The built-in split-spectrum amplitude decorrelation angiography (SSADA) algorithm and AngioVue Analytics software (Optovue, Inc., Fremont, CA, USA) were used to process the images, reduce artefacts, and generate indices for automatically segmented en face angiograms. Fovea-centered 6x6 mm HD Angio Retina images were obtained. Parafoveal and perifoveal values were calculated in the areas between the inner and outer ring diameters of 1 to 3 mm and 3 to 6 mm, respectively.
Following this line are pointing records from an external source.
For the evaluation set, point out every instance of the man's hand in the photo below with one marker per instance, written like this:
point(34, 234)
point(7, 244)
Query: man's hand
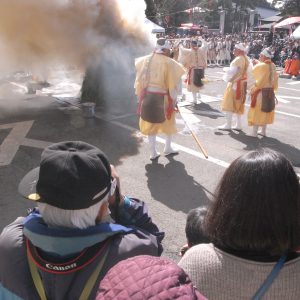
point(115, 195)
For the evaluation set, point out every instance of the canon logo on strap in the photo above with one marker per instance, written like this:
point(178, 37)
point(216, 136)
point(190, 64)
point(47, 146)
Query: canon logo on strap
point(61, 268)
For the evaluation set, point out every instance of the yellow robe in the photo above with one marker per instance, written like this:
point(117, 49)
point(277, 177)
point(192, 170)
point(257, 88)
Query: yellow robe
point(192, 58)
point(261, 73)
point(230, 103)
point(163, 73)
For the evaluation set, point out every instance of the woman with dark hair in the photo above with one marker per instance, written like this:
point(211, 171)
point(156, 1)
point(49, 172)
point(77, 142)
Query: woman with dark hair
point(254, 227)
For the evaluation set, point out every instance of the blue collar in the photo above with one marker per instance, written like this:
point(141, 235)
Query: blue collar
point(67, 241)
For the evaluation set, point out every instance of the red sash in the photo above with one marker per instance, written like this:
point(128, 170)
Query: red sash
point(170, 108)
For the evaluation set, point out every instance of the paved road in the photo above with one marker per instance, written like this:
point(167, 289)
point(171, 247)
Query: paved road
point(172, 185)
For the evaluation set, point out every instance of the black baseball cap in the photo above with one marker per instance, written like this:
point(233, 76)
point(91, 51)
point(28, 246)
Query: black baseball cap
point(72, 175)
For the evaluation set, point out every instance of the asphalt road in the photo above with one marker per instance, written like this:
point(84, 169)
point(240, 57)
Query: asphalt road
point(171, 186)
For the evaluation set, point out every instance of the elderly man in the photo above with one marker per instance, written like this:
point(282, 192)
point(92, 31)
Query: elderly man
point(63, 248)
point(195, 61)
point(261, 112)
point(157, 85)
point(235, 93)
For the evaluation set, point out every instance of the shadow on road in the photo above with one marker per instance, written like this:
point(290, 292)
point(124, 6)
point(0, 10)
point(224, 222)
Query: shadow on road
point(171, 185)
point(205, 110)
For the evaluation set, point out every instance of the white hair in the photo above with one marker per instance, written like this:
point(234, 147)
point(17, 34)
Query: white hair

Foveal avascular zone (FAZ) measurement was based on the retina slab (internal limiting membrane to outer plexiform layer + 9 µm). Flow areas of the outer retina and choriocapillaris were calculated in a circular area 1 mm in diameter. Images with inadequate quality (signal strength index <40), discontinuous vessel pattern, haziness, and inaccurate retinal segmentation were excluded.
Statistical Analysis
Shapiro-Wilk test was used to evaluate the distribution of continuous variables. Student’s t-test was used for comparison between two independent groups when continuous variables were normally distributed; otherwise, the Mann-Whitney U test was used. Kruskal-Wallis test was used for comparison between three independent groups when continuous variables were not normally distributed. Continuous variables were summarized using mean and standard deviation. Comparison of categorical valuables was performed with chi-square test. Categorical variables were presented as frequencies and percentages. Spearman rank correlation was used to measure the association between non-normally distributed scaled variables. P values below 0.05 were defined as statistically significant. SPSS Statistics version 21.0 (IBM Corp., Armonk, NY, USA) was used for biostatistical analysis.
Study Limitations
We would like to acknowledge the limitations of our study. Regarding the ongoing spread of the virus, we did not include patients with active COVID-19 infection. Due to the restricted clinical labor, we were only able to investigate a relatively small sample size. Another possible confounder is the heterogenous severity of COVID-19. Because of the small sample size, we were not able to thoroughly analyze the relationships between disease severity, systemic indicators, different treatment choices, and OCTA parameters. In addition, it was a cross-sectional study. As a result, it is unclear how long these changes will be evident. Large-scale prospective cohort studies with proper post-hoc analysis of subgroups can be helpful to understand the vascular impact of COVID-19. On the other hand, the presence of a healthy control group, the rarity of systemic confounding factors, and exclusion of the fellow eyes can be regarded as strengths of our study design.